In der ihm eigenen Naivität, die sein ganzes Werk kennzeichnet,
schreibt
Villehardouin Isaaks Ableben einer
plötzlichen Erkrankung zu, die
ihn ereilt habe, als er vom Schicksal seines Sohnes erfuhr; Villehardouin
scheint nicht auf den Gedanken gekommen zu sein, dass eine so
zweckdienliche
Krankheit auch mit künstlichen Mitteln herbeigeführt worden
sein
könnte.
Kaum waren seine Rivalen aus dem Weg geräumt und
Nikolaus Kanabos wieder in der
Versenkung verschwunden, aus der er gar
nicht erst hätte auftauchen sollen, ließ sich Alexios Dukas
in der Hagia Sophia als Alexios V. zum Kaiser
krönen. Sogleich begann
er jene Führungseigenschaften an den Tag zu legen, an denen es dem
Reich so lange gemangelt hatte. Zum ersten Mal seit Ankunft der
Kreuzfahrer
wurden Mauern und Türme richtig bemannt, und Tag und Nacht
mühten
sich Bautrupps im Schweiße ihres Angesichtes ab, um sie zu
verstärken
und zu erhöhen. Eines war den Franken klar. Es würde keine
Verhandlungen
mehr geben, geschweige denn weitere Zahlungen an eine Schuld, für
die der neue Kaiser sich ohnehin nicht verantwortlich fühlte. Ihre
einzige Chance lag in einem Großangriff auf die Stadt, und da Alexios
V. nicht nur widerrechtlich den Thron an sich gerissen, sondern
sich obendrein
als Mörder entlarvt hatte, fühlten sie sich moralisch in
einer
noch stärkeren Position als gegen Alexios IV.,
immerhin einen rechtmäßigen
Kaiser und ehemaligen Verbündten.
Ein Großangriff auf die Stadt: Für eben dies
trat der alte Doge Enrico Dandolo
seit Monaten ein, und man scheint ihn
nach dem Staatsstreich Alexios' V. seitens
der Venezianer wie auch der
Kreuzfahrer als Anführer der gesamten Expedition anerkannt zu
haben.
Zwar bemühte sich Bonifaz von
Montferrat, seinen Einfluß aufrechtzuerhalten;
mit der Kaiserkrone in Reichweite, war dies für ihn wichtiger denn
je.

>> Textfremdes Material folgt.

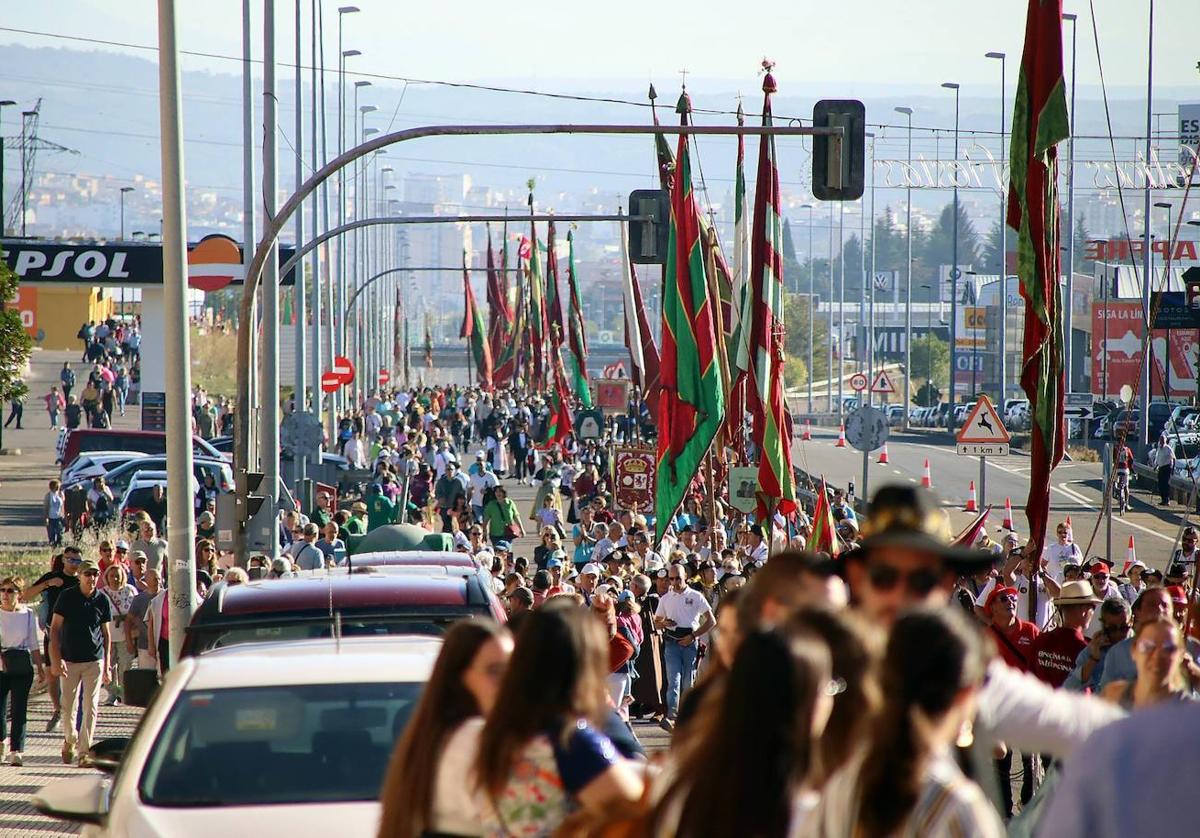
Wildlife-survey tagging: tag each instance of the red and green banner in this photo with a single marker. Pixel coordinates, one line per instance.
(555, 330)
(772, 431)
(691, 402)
(1039, 124)
(473, 330)
(499, 316)
(577, 340)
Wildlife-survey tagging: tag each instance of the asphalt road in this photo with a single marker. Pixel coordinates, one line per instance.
(1075, 489)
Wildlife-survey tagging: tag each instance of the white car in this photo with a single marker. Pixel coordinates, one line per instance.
(259, 740)
(95, 464)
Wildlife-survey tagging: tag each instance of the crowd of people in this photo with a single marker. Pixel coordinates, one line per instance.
(897, 686)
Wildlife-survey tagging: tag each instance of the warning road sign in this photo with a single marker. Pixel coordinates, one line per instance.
(983, 425)
(882, 383)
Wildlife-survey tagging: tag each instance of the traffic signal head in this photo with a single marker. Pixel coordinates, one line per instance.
(839, 165)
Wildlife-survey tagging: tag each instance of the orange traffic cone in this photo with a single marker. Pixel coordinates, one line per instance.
(1131, 556)
(972, 507)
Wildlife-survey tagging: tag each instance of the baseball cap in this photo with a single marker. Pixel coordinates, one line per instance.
(1179, 594)
(1000, 591)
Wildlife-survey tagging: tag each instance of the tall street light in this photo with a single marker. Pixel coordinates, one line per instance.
(811, 293)
(929, 334)
(954, 256)
(125, 190)
(1003, 237)
(907, 285)
(1068, 353)
(4, 103)
(1147, 257)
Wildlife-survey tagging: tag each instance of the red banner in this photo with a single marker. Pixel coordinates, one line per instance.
(1120, 343)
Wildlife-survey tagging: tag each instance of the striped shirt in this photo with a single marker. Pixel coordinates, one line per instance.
(948, 806)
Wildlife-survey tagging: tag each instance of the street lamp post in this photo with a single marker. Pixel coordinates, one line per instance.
(1165, 283)
(125, 190)
(1003, 235)
(907, 285)
(4, 103)
(813, 324)
(929, 334)
(954, 256)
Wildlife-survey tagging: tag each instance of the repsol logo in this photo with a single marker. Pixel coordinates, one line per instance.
(84, 264)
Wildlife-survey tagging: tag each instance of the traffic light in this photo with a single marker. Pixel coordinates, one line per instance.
(649, 226)
(839, 165)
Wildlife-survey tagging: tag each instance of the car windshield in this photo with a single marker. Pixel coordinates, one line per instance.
(220, 636)
(259, 746)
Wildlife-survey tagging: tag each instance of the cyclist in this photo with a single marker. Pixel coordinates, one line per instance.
(1122, 462)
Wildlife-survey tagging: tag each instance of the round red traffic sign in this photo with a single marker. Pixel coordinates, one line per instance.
(330, 382)
(343, 369)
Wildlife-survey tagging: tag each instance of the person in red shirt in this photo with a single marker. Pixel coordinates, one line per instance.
(1014, 639)
(1056, 651)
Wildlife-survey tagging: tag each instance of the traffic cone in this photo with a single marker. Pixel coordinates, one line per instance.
(972, 507)
(1131, 556)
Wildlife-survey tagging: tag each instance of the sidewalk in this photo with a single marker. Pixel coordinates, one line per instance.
(43, 765)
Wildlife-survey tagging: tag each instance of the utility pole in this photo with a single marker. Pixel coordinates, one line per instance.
(299, 291)
(180, 525)
(269, 435)
(907, 285)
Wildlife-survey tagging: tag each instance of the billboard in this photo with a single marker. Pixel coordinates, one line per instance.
(1116, 339)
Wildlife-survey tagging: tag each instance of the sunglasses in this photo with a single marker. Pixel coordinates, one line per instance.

Doch ihn verband zuviel mit dem abgesetzten Kaiser, und nun, da Alexios
IV. nicht mehr war, fand er sich in zunehmendem Maß
diskreditiert.
Abgesehen davon unterhielt er Verbindungen zu Genua - und Dandolo wußte
davon. Anfang März begann eine Reihe Ratsversammlungen im Lager
von
Galata. Sie befaßten sich weniger mit der Planung des Angriffs -
dessen Erfolg man scheinbar trotz der Verbesserungen, die Alexios V. an
den Befestigungsanlagen hatte vornehmen lassen, voraussetzte - als mit
der zukünftigen Reichsverwaltung nach dem Sieg. Man kam
überein,
dass das Kreuzfahrerheer sowie die venezianischen Truppen je sechs
Bevollmächtigte
für einen Ausschuß zur Wahl des neuen Kaisers ernennen
sollten.
Falls - was man annahm - dieser sich für einen Franken entschied,
sollte der Patriarch ein Venezianer sein; und umgekehrt. Dem Kaiser
würde
ein Viertel der Stadt und des Reichs zufallen sowie die beiden
Hauptsitze,
der Blachernenpalast am Goldenen Horn und der alte Palast am
Marmarameer.
Die verbleibenden drei Viertel sollten halbiert werden und die eine
Hälfte
an Venedig und die andere als Lehen an die Kreuzritter gehen. Was den
venezianischen
Teil betraf, wurde der Doge ausdrücklich von der Abgabepflicht an
den Kaiser entbunden. Die Gesamtbeute sollte an einen bestimmten Ort
geschafft
und redlich verteilt werden. Schließlich mußten sich die
Parteien
verpflichten, Konstantinopel für mindestens ein Jahr nicht zu
verlassen,
das hieß frühestens im März 1205.
Der Angriff erfolgte am Freitag morgen, dem 9. April.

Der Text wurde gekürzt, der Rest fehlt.